United States District Court, E.D. North Carolina, Southern Division
February 20, 2014
RAYMOND E. CUVILJE, Plaintiff,
CAROLYN W. COLVIN, Acting Commissioner of Social Security, Defendant.
JAMES C. DEVER, III, Chief District Judge.
Raymond E. Cuvilje ("Cuvilje" or plaintiff') challenges the final decision of Acting Commissioner of Social Security Carolyn W. Colvin ("Commissioner") denying his application for social security benefits. Cuvilje moved for judgment on the pleadings [D.E. 23] and filed a memorandum in support [D.E. 24], and the Commissioner moved for judgment on the pleadings [D.E. 26] and filed a memorandum in support [D.E. 27]. On February 20, 2014, the court held oral argument.
On April 9, 2009, Cuvilje applied for benefits and claimed that he became disabled on October 1, 2007. The Social Security Administration ("SSA") found that Cuvilje was not disabled, and denied his application. Upon Cuvilje's request, the SSA reconsidered his application, but again denied it. Cuvilje then requested and received a hearing before an Administrative Law Judge ("ALJ"). On June 10, 2011, the ALJ denied Cuvilje's claim. Transcript of Proceedings ("Tr.") 22-32. Cuvilje timely sought review with the Appeals Council, to no avail. Cuvilje timely sought judicial review. See 42 U.S.C. § 405(g).
In reviewing the Commissioner's denial ofbenefits, a district court is limited to determining whether substantial evidence supports the Commissioner's factual findings and whether the Commissioner applied the correct legal standards.
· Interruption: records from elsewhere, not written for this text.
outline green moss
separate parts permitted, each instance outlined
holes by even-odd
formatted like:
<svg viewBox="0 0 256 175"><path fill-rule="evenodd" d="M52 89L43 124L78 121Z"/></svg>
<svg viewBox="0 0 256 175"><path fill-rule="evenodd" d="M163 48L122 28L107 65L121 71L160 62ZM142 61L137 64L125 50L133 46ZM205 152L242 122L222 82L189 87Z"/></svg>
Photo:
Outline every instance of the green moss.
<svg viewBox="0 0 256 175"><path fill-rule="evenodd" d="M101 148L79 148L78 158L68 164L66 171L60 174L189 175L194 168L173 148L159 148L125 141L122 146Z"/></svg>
See id.; Walls v. Barnhart , 296 F.3d 287, 290 (4th Cir. 2002); Hays v. Sullivan , 907 F.2d 1453, 1456 (4th Cir. 1990). Substantial evidence is more than a scintilla of evidence but may be somewhat less than a preponderance. See Richardson v. Perales , 402 U.S. 389, 401 (1971); Hancock v. Astrue , 667 F.3d 470, 472 (4th Cir. 2012); Smith v. Chater , 99 F.3d 635, 638 (4th Cir. 1996). When reviewing for substantial evidence, the court does not "undertake to re-weigh conflicting evidence, make credibility determinations, or substitute [its] judgment" for that of the Commissioner. Craig v. Chater , 76 F.3d 585, 589 (4th Cir. 1996), superseded by regulation on other grounds, 20 C.P.R. § 416.927(d)(2). To determine whether a decision is supported by substantial evidence, the court must determine whether the Commissioner has considered all relevant evidence and sufficiently explained the weight given to probative evidence. See Sterling Smokeless Coal Co. v. Akers , 131 F.3d 438, 439-40 (4th Cir. 1997).
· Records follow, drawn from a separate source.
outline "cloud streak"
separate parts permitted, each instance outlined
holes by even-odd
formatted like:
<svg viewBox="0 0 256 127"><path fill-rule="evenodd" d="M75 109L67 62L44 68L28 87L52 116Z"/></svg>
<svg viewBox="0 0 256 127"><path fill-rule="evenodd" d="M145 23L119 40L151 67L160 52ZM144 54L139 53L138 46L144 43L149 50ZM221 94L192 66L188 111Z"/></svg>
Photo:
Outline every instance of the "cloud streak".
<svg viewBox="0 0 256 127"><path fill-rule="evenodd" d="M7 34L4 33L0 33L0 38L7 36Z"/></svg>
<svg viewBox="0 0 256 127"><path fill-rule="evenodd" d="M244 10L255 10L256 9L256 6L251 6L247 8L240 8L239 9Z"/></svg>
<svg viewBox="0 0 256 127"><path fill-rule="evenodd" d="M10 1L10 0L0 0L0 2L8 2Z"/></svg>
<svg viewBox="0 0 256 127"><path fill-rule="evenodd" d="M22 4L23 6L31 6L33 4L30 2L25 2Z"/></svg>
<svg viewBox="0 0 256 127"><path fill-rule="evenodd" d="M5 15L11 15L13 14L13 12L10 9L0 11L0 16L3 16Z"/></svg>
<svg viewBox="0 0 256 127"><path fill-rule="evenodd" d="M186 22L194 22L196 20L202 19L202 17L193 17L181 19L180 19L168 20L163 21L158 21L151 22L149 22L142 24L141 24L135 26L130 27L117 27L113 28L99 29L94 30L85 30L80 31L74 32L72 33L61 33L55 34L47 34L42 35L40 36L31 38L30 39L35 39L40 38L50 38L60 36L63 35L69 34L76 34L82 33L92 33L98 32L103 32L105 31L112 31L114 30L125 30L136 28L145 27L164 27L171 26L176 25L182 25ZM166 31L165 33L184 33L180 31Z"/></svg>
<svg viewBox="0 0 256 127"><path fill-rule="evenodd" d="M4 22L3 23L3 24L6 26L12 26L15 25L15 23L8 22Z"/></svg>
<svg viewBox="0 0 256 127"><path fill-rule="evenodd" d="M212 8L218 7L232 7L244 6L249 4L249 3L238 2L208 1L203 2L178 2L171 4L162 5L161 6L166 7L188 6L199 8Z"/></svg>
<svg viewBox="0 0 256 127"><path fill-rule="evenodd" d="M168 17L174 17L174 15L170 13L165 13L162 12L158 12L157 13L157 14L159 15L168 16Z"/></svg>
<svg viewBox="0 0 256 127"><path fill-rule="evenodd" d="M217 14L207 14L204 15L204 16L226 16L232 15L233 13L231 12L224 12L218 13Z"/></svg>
In evaluating disability claims, the Commissioner follows a familiar five-step process. The Commissioner asks, in sequence, whether the claimant: (1) worked during the alleged period of disability; (2) had a severe impairment; (3) had an impairment that met or equaled the requirements of a listed impairment; (4) could return to the claimant's past relevant work; and (5) if not, could perform any other work in the national economy. See 20 C.F.R. § 416.920(a)(4). The claimant has the burden of production and proof in steps one through four. See Hunter v. Sullivan , 993 F.2d 31, 35 (4th Cir. 1992). If the process reaches the fifth step, the Commissioner has the burden of proving that the claimant, despite impairments, can perform a job that exists in significant numbers in the national economy. See id.; Johnson v. Barnhart , 434 F.3d 650, 653 (4th Cir. 2005) (per curiam).
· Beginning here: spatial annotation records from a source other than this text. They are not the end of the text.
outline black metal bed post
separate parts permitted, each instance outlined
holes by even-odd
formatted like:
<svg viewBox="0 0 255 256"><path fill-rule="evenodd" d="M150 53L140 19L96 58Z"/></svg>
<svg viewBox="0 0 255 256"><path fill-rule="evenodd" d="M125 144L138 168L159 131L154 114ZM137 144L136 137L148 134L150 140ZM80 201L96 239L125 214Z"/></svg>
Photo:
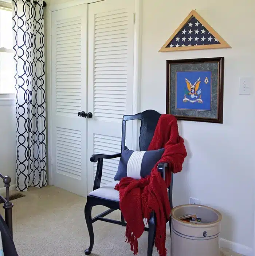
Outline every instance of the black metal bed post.
<svg viewBox="0 0 255 256"><path fill-rule="evenodd" d="M7 226L10 230L11 234L12 237L12 207L13 204L10 202L10 192L9 187L12 179L9 176L5 176L3 179L4 183L4 187L6 188L6 200L3 207L5 211L5 220Z"/></svg>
In sum, as explained in open court and incorporated herein by reference, the court DENIES the Commissioner's motion for judgment on the pleadings [D.E. 26], GRANTS Cuvilje's motion for judgment on the pleadings [D.E. 23], and REMANDS the case pursuant to sentence four of 42 U.S.C. § 405(g) for further proceedings. The ALJ's finding that plaintiff could perform his past relevant work as a jailer is not supported by substantial evidence. In remanding, the court expresses no opinion on whether plaintiff can, in fact, perform his past relevant work.